Holiday Book Recommendations – 2016

The winter holidays are coming quickly: Christmas, Hanukkah, the Solstice, Yule, Kwanzaa, New Year’s Day… It has become something of a tradition for me to send out a list of book recommendations for the holidays. (Since it is already well into December, I suppose I had better get to it!)

Perhaps a few of the gifts you give this year should wax poetic. Poetry lasts in ways few other gifts can. A really good poem unwraps itself a little more each time it is read, becoming a continuously opening gift to the mind and the heart.

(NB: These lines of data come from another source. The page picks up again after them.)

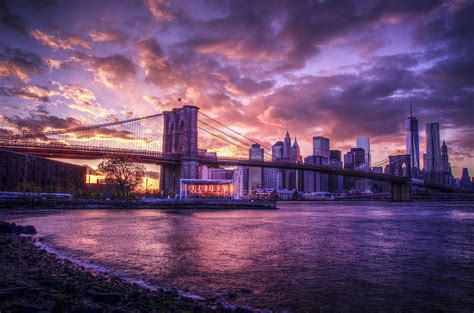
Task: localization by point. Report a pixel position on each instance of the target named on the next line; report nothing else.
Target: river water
(302, 258)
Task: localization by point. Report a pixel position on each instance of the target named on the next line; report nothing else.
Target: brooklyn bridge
(180, 140)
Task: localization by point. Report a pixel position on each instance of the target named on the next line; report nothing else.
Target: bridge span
(180, 157)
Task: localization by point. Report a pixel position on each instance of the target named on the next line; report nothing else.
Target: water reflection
(304, 258)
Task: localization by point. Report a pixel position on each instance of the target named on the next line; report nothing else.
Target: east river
(302, 258)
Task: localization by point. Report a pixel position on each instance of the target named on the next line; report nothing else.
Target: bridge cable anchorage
(79, 129)
(234, 131)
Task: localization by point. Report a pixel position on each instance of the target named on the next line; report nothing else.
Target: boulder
(6, 228)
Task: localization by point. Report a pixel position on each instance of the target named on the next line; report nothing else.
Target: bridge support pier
(171, 175)
(169, 179)
(401, 192)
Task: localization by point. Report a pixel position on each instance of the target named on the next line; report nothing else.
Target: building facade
(412, 141)
(321, 147)
(364, 143)
(433, 152)
(256, 153)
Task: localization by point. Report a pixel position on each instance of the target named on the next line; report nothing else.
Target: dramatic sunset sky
(332, 68)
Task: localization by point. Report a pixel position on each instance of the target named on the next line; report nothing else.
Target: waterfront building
(446, 171)
(335, 182)
(314, 181)
(277, 151)
(335, 155)
(295, 152)
(348, 161)
(321, 147)
(20, 171)
(241, 181)
(433, 152)
(364, 143)
(206, 188)
(275, 176)
(206, 172)
(358, 158)
(412, 141)
(256, 153)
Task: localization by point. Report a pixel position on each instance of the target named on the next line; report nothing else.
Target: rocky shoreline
(34, 280)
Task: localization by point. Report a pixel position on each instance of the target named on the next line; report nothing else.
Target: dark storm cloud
(288, 33)
(113, 71)
(5, 132)
(27, 92)
(38, 122)
(19, 64)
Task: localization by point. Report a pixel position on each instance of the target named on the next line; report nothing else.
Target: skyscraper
(255, 173)
(277, 150)
(445, 165)
(295, 152)
(358, 158)
(364, 143)
(412, 141)
(433, 151)
(335, 155)
(275, 175)
(321, 147)
(465, 181)
(287, 146)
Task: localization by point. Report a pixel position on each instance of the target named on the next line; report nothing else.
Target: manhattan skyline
(316, 69)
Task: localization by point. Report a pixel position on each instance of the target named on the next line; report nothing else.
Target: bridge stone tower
(180, 137)
(399, 165)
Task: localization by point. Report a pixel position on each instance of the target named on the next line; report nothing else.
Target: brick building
(17, 169)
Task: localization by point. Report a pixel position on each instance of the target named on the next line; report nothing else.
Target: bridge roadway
(155, 157)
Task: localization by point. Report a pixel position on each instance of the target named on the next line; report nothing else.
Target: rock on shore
(36, 281)
(12, 228)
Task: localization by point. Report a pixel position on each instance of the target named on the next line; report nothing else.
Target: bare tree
(122, 172)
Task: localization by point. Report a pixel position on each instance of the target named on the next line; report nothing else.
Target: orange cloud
(159, 9)
(69, 43)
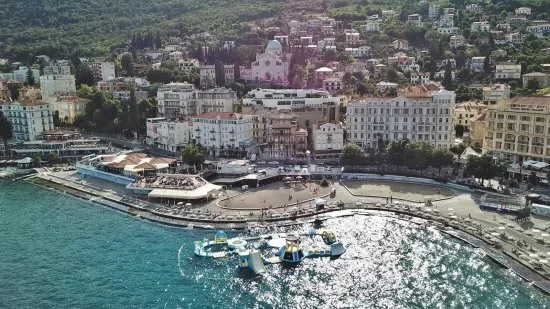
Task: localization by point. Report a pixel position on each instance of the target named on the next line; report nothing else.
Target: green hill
(60, 28)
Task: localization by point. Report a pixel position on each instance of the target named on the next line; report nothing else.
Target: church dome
(274, 46)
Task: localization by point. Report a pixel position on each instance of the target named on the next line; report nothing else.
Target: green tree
(6, 132)
(192, 155)
(392, 75)
(352, 155)
(127, 62)
(448, 77)
(487, 69)
(441, 158)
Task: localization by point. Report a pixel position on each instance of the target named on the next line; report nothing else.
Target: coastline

Here is a a holiday sampler I have gathered for you and your loved ones. But let me start by giving you some updates on my latest book, Gathering Silence


Pre-Order Period Extended
Officially, the pre-order period for Gathering Silence was supposed to end today. But I’m not very good at sticking to official rules and regulations. So I am UNofficially extending the pre-order discount through Dec. 8 for orders placed directly through the Poetry Chaikhana.

Delivery of Pre-Orders
If you have already place a pre-order for Gathering Silence, your order is now being shipped! Standard delivery pre-orders in North America should arrive between Dec. 16 and 19. It’s on its way!

Amazon
The next bit of news: Amazon surprised me by listing Gathering Silence early. If you prefer to order through Amazon, Gathering Silence is now available through Amazon. This is especially good news for those of you in the UK, Europe, and India who are eager for the book.

Reader Reviews
If you have ordered a copy of Gathering Silence, consider helping by posting your review of the book on Amazon. Good reviews are the best way to encourage new readers to discover this book. Nearly all of the Poetry Chaikhana publications are sold online, and your online reviews are an important part of that.

Most of all, I hope Gathering Silence feels like a special gift of color and inspiration and life to you this holiday season.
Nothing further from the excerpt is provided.